KISANGANI, RÉPUBLIQUE DÉMOCRATIQUE DU CONGO — Paul Masibu Lombeya est habillé d’un costume chic noir marié avec une chemise blanche impeccable. Il porte aussi ceci : chaussures neuves.
Autour de lui, des hommes en costume et des femmes chic en tissu kitenge paré de superbes couleurs expriment leur joie par la danse avec des arômes ensorcelants qui circulent dans la foule. Des boissons, aussi, coulent à flot, car on célèbre aujourd’hui la dot de la fille de Lombeya.
Au nombre des éléments figurant sur la liste de la dot figure une moto neuve exposée non loin de là.
Demain, Lombeya doit enfourcher sa moto pour faire un tour en ville, révèle-t-il.
« Le futur mari de ma fille a apporté presque tout ce que j’avais demandé », glisse-t-il. « Ça me fait très plaisir ».
La tradition de la dot partout à Kisangani demeure une réalité en mutation aujourd’hui. Adieu, la dot en bétail ou accessoires de maison.
Aujourd’hui, des pères demandent aux chums de leurs filles de verser des biens technologiques et des moyens de transport avant de donner leur accord au mariage.
« J’ai le droit de demander tout ce que je veux pour le mariage coutumier de ma fille », déclare Lombeya. « Ma fille vient de finir ses études universitaires. J’ai donné tout ce que j’avais pour lui donner la chance d’avoir une vie meilleure. Or, exiger une moto et un téléviseur est la moindre des choses que je puisse faire avant qu’elle ne soit donnée en mariage ».
Alain Kumbatulu, sociologue à l’ Université de Kisangani, affirme que le mariage est très valorisé dans la culture locale.
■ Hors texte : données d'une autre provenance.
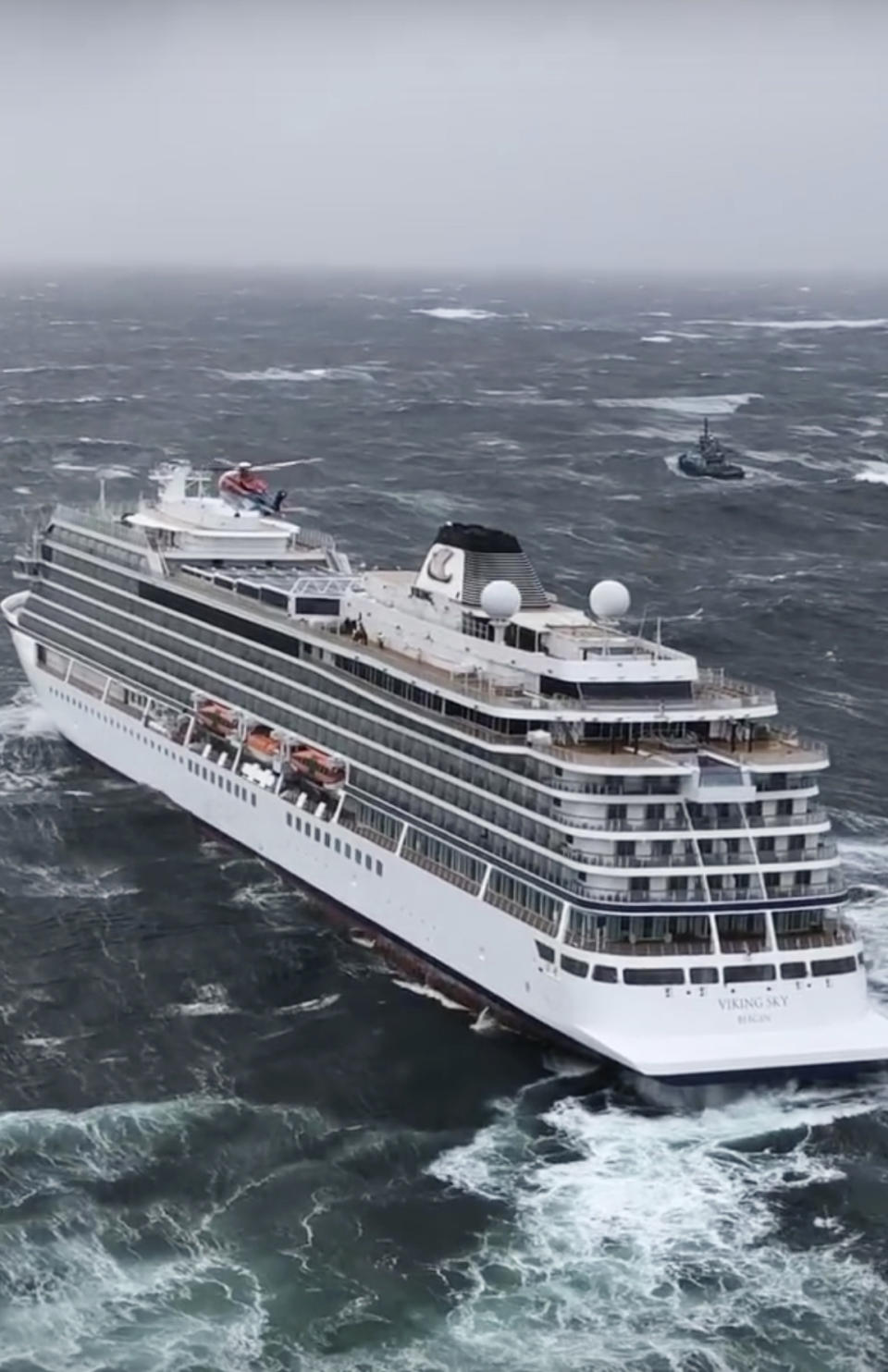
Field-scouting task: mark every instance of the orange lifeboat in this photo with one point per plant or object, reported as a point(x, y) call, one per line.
point(317, 766)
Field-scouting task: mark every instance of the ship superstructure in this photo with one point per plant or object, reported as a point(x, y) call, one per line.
point(561, 819)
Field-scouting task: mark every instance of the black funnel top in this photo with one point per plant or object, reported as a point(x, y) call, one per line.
point(490, 556)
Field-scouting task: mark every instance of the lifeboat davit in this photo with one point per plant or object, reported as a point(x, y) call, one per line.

Dans la société congolaise, la dot permet de sceller l’alliance entre deux familles. La loi congolaise stipule que le versement de la dot est un préalable au caractère officiel du mariage et que, par contre, la dot peut revêtir un caractère de symbole.
« C’est un outil permettant de sceller des liens et non la marchandisation de la mariée », assure-t-il.
Et si la société se modernise, il en va de même du système de la dot, explique-t-il.
Aujourd’hui, en haut des listes établies par des pères figurent des motos, des ordinateurs, des smartphones et des téléviseurs. Un futur marié peut généralement débourser entre 1 500 et 5 000 dollars et, aux dires de certains hommes dans la région, cette somme plonge dans un malaise financier.
Souvent, des habitants de la RDC recourent au dollar américain comme leur principale monnaie.
Junior Abedi Lemba s’apprête à verser la dot à son futur beau-père.
« Mon moral est au plus bas et je regrette d’avoir demandé une liste », glisse-t-il, ajoutant qu’en haut de cette liste se trouve une moto d’une valeur de 1 300 dollars.
Ces éléments complexes et modernes qui s’invitent sur la liste de dot poussent des jeunes à renoncer au désir de convoler en justes noces ou d’aller au bout du mariage, déclare Esperance Kyakimwa.
« Voilà bientôt un an que mon petit ami est venu chez nous pour demander ma main », confie-t-elle. « Mais la liste qu’il a reçue l’a découragé. On a exigé de lui une moto, un téléviseur et une enveloppe de 5 000 dollars ».
Selon Kyakimwa, elle est toujours en colère contre sa famille et son chum ne peut aujourd’hui se permettre de payer le montant demandé.
Aujourd’hui, la dot a été bien dénaturée, explique Faustin Kimoto, 78 ans. Selon lui, il n’a exigé aucun bien complexe pour la dot de l’une ou l’autre de ses filles.
« Je me suis marié en 1965 et mes beaux-parents n’ont pas demandé un prix élevé pour la mariée », raconte-t-il. « Je leur ai donné une chèvre et une bouteille de bière locale ».
Adapté à partir de sa version originale en français par Ndahayo Sylvestre, GPJ.